The Iver Johnson’s Arms & Cycle Works developed snappy slogans for its two most important patents, the Truss Bridge bicycle frame and the Hammerless Automatic pistol.
TRUST THE TRUSS
The Iver Johnson Truss Bridge Frame bicycle – the company’s headlining machine – was accompanied by the motto TRUST THE TRUSS.
HAMMER THE HAMMER
The famous Safety Hammerless Automatic Pistol featured bylines such as HAMMER THE HAMMER…
COCKED BUT LOCKED
COCKED BUT LOCKED was another catch-phrase used to illustrate that it was not possible to accidentally discharge the gun.
PAPA SAYS IT WON’T HURT US…
The advert below showing a young girl in bed with a pistol in her lap is probably the ultimate in bad taste in this genre.
JOHNSON & BYE
The Smoker pistol below was manufactured by Iver Johnson around 1880, when his company was called Johnson & Bye.
Major Taylor was the world champion cyclist who was cheated by the American Cycle Racing authorities because he was black.
But he fought back …and won!
‘TRUSS BRIDGE’ BICYCLES & IVER JOHNSON EPHEMERA
This website features Truss Bridge Frame bicycles by Iver Johnson. After 1917, American companies such as Columbia, Haverford (Black Beauty) and others sold similar ‘Arch Bar’ bicycles. Labor used a similar design in France. The style was not popular in Great Britain, though F Hopper advertised one.
You can also see Iver Johnson guns, ephemera and adverts, and a page on Major Taylor who was Iver Johnson’s most famous racer.
‘TRUSS FRAME’ BICYCLES
In addition, there are Truss Frame bicycles – a term which includes those using the Fowler patent (twin seat tube/open bb) and also the style adopted by Premier in England (1905) and Lovell Diamond in the USA (1909) – a double top tube with the lower tube sloping towards the from crown.

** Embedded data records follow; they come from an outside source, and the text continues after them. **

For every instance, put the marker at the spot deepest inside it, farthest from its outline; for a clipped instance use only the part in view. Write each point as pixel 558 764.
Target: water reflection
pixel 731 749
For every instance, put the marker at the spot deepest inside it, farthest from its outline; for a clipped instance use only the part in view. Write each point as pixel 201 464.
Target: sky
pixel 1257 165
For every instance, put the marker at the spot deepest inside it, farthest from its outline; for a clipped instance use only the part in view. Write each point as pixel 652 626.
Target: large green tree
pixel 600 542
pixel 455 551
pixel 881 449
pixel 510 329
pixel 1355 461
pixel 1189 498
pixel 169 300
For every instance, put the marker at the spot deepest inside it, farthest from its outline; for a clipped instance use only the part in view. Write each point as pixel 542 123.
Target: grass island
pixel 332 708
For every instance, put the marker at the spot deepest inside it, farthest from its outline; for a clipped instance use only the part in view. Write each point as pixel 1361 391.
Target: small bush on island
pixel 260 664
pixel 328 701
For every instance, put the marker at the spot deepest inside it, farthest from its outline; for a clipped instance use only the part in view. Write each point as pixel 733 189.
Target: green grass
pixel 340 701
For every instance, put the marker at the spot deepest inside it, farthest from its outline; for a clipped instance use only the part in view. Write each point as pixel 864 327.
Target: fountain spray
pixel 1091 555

After the turn of the century, Elswick used the name for their cross-frame bicycles.
After the original Iver Johnson ‘truss bridge’ patent expired in 1917, other companies brought out their own truss bridge models. Columbia made a prototype ‘Arch Bar’ model featuring their version of the ‘Truss Bridge’ frame in 1904 (see below); however, to avoid patent infringement, they could not advertise it until 1917. This particular prototype also has cushion suspension and shaft drive.
I’m intrigued how different frame sizes affect the profile of a ‘Truss Frame.’ A shorter headstock means a more shallow angle, as you can see by comparing this 22″ Lovell Diamond Truss Frame (on the left, above) with the 24″ the Lovell Diamond Truss frame opposite.
The Iver Johnson catalogue illustration above it has an even more shallow angle, so presumably shows an 18″ or 20″ frame.
A truss is an extra support: the description ‘truss frame’ is very general, and can include an extra bracing tube anywhere within the frame diamond. The Lovell Diamond Truss Frame Roadster (above) first appeared in the company’s 1909 catalogue. The design was already in use in England; the 1906 Helical Royal Premier (below) has an even more accentuated truss tube than the the Lovell Diamonds due to its large 26″ frame.